Line level is actually the hotter signal. Signals from microphones are a lot lower and therefore require a hotter input. You're right about using two DI's though. In a pinch, and I mean when it absolutely must get patched for the show to go on, you can use the DI itself as a "Y" cable by plugging the left and right inputs into the Input and Output jacks since they are paralleled. If the DI was to be permanently dedicated to the task, then adding a pair of 10k resistors inside the case and labeling the box as a stereo summing device would be the easy finishing touch. Think I might run out to the trailer and mod one of mine tonight!


----------



## koncept (Sep 18, 2006)

but what about the ones with stereo phono jacks on them???


----------



## soundman1024 (Sep 18, 2006)

I believe you're talking about a device such as the PCDI by Whirlwind. I like these. Stereo phono inputs, then 2 balanced XLR outputs.
http://www.zzounds.com/item--WHRPCDI


----------



## koncept (Sep 18, 2006)

no, the ones im talking about are siver have one stereo phono on them and one xlr on them

edit: made by berhinger (sp) ultra di


----------



## Chris15 (Sep 20, 2006)

If the box is stereo, then I would guess that there is at least a passive mixing circuit within it. Is it a case of a pair of 1/4" sockets? If so, is it that one of them is a loop output rather than being a stereo pair?


----------



## PhantomD (Nov 8, 2006)

cutlunch said:


> Phantom I used the circuit below in a school to cover this problem.



You freaking legend!

Problem would appear to be fixed.

I had to take the output of the combiner and bridge it across pins two and three of the XLR for it to work.
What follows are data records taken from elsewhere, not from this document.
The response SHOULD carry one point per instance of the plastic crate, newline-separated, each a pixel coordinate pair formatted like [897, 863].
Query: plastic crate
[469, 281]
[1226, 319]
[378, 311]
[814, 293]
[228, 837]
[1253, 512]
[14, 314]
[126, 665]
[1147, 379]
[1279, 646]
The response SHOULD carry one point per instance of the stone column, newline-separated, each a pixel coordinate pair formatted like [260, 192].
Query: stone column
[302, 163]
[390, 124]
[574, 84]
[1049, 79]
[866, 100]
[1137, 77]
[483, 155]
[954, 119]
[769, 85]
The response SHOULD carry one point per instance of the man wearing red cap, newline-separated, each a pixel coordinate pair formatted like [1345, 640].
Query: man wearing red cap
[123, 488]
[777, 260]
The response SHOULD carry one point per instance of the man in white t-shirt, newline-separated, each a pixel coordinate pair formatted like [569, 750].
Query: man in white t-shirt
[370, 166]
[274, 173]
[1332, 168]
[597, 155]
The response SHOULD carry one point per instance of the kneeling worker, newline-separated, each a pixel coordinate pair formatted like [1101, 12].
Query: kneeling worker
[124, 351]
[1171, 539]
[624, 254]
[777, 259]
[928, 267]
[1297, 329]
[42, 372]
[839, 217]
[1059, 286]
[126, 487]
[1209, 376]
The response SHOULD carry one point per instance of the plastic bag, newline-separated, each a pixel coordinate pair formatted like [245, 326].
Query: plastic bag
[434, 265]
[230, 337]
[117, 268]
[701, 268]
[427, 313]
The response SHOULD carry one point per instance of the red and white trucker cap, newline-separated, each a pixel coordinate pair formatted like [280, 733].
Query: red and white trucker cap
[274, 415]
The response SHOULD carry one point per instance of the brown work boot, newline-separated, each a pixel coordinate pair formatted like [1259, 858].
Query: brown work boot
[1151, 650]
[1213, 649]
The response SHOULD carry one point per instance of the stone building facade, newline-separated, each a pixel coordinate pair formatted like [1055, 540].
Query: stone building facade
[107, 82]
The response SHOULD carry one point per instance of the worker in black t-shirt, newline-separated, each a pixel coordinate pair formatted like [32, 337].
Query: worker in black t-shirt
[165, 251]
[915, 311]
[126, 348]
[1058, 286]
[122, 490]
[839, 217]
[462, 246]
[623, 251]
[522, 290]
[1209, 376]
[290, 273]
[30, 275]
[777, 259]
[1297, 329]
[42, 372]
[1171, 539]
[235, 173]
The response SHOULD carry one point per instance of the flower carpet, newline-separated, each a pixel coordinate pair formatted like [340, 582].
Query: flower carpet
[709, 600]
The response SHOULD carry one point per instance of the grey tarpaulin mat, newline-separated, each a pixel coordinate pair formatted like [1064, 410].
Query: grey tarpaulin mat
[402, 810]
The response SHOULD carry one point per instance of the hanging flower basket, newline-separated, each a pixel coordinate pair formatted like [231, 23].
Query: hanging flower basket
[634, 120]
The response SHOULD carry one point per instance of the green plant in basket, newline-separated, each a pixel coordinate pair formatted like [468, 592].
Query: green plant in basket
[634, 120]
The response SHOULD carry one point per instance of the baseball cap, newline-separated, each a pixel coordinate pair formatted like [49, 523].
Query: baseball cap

If somebody could explain why this is not cancelled out up at the board that would be great. I thought any signals of the same polarity were cancelled out.

Following the original diagrams, using the splitter and diagram 13, I just got hum.

Also, seeing as I originally went with the circuit diagrams from the second link, there is no real ground connection...how should I go about grounding it? The proper cable ground is still plugged into the XLR end pin 1 but not the jack end...should I just reconnect it?


----------



## PhantomD (Nov 8, 2006)

Also, could Phantom Power be a problem? I.E. getting zapped.


----------



## SHARYNF (Nov 8, 2006)

Quick point
when you look on a di or most devices that have a 3 pin xlr and what you see as a stereo 1/4 inch jack, what you actually have is a TRS jack tip ring sleeve, which is just another way to connect a balanced signal and NOT a stereo jack. This causes all sorts of mis understanding

Either you can use the summing circuit, or better still use two Di's in to two differnet channels on your mixing board. Reason for this is that if your house system is wired up for Stereo output, then you can assign left and right, or if your house is wired for mono output, then you have a degree on control over the left and right signal that will be summed by the board. Sometimes stereo audio tracks don't have a decent balance when they are converted to Mono and so having some flexibility is useful

Sharyn


----------